2.5. Using Kolmogorov-Smirnov fit to check if Pareto principle holds or not

To show that the value of b parameter could change the shape of the Pareto curve, the effect of changing it on PDF and CDF is tested in the next code created based on [1].

import numpy as np

import matplotlib.pyplot as plt

from scipy.stats import pareto

# Define a range of shape parameters for the Pareto distribution

loc = 0 # deslocation from 1

xm = 1 # scale

shape_parameters = [1.5, 2.0, 2.5, 3.0, 3.5]

# Generate x values for the plots

x = np.linspace(1, 5, 1000)

# Create a figure with two subplots side-by-side

fig, (ax1, ax2) = plt.subplots(1, 2, figsize=(14, 6))

# Plot PDFs for different shape parameters

for b in shape_parameters:

pdf = pareto.pdf(x, b= b, loc = loc, scale = xm)

ax1.plot(x, pdf, label=f'b = {b}')

# Set titles and labels for the PDF plot

ax1.set_title('PDF of Pareto Distribution')

ax1.set_xlabel('x')

ax1.set_ylabel('Density')

ax1.legend()

ax1.grid(True)

# Plot CDFs for different shape parameters

for b in shape_parameters:

cdf = pareto.cdf(x, b)

ax2.plot(x, cdf, label=f'b = {b}')

# Set titles and labels for the CDF plot

ax2.set_title('CDF of Pareto Distribution')

ax2.set_xlabel('x')

ax2.set_ylabel('Cumulative Probability')

ax2.legend()

ax2.grid(True)

# Show the plots

plt.show()

To verify if certain data fits in a Pareto distribution function, the command shape, loc, scale = pareto.fit(sample, floc=0) fits a Pareto distribution to the given data sample.
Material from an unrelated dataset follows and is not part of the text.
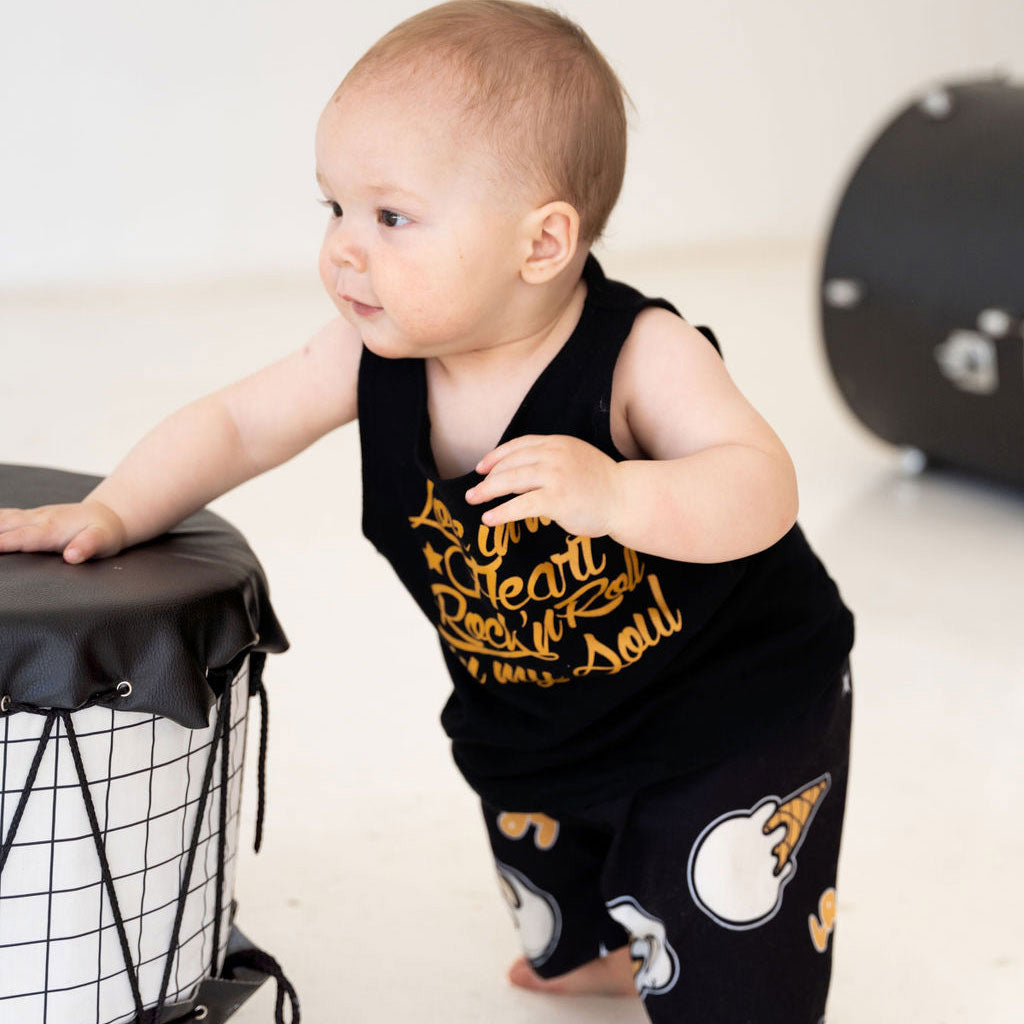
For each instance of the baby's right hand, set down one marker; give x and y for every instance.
(83, 530)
This fitting process estimates the parameters of the Pareto distribution that best describe the given data:

Related Equations: The Pareto distribution is defined by its shape parameter b (also called the tail index), location parameter xm (minimum value or scale), and scale parameter s. In scipy.stats.pareto, these parameters are denoted as:
shape (b): The shape parameter.
loc (loc): The location parameter (often the minimum value xm).
scale (s): The scale parameter. The fitting process involves finding the maximum likelihood estimates (MLE) for these parameters.

The pareto.fit function uses numerical methods to solve the optimization problem and find the parameters that best fit the provided data sample.
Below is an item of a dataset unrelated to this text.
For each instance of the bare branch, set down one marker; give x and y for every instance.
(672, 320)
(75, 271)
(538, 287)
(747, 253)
Q-Q plot(Quantile-Quantile plot) could be used to determine whether the continuous random variables follow Pareto distribution. A Q-Q (Quantile-Quantile) plot is a scatter plot that compares two probability distributions by plotting their quantiles against each other. Specifically, when checking for normality, the quantiles of the sample data are compared against the quantiles of a standard normal distribution [2].

A Q–Q plot is used to compare the shapes of distributions, providing a graphical view of how properties such as location, scale, and skewness are similar or different in the two distributions. Q–Q plots can be used to compare collections of data, or theoretical distributions [3].
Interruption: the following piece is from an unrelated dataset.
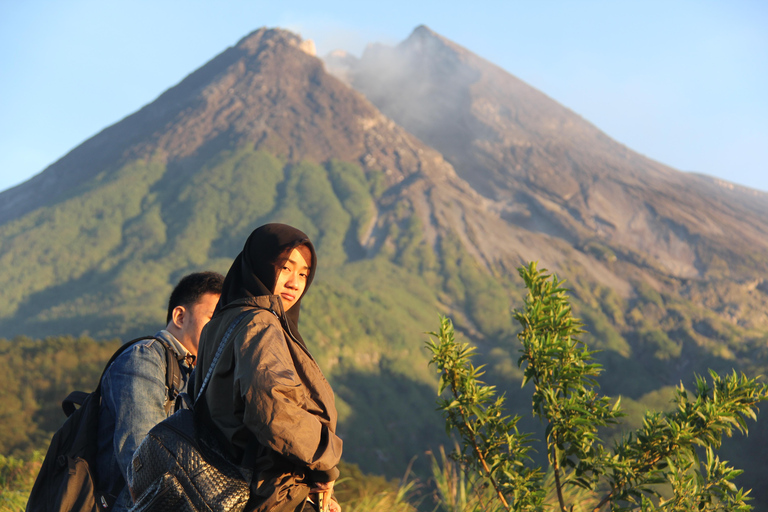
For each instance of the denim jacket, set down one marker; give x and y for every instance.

While tests like the chi-square and Kolmogorov-Smirnov tests can evaluate overall distribution differences, Q-Q plots provide a nuanced perspective by directly comparing quantiles. This enables analysts to discern specific differences, such as shifts in location or changes in scale, which may not be evident from formal statistical tests alone [4].

import numpy as np

import matplotlib.pyplot as plt

from scipy.stats import pareto, kstest

# Suppose 'data' is the list of values you want to test

# data = [your data here]

# For demonstration purposes, let's generate data from the Pareto distribution

b = 2.62 # Shape parameter

data = pareto.rvs(b, size=100)

# Step 1: Initial Visualization

plt.hist(data, bins=30, density=True, alpha=0.6, color='g', label='Empirical Data')

xmin, xmax = plt.xlim()

x = np.linspace(xmin, xmax, 100)

p = pareto.pdf(x, b)

plt.plot(x, p, 'k', linewidth=2, label='Theoretical Pareto Distribution')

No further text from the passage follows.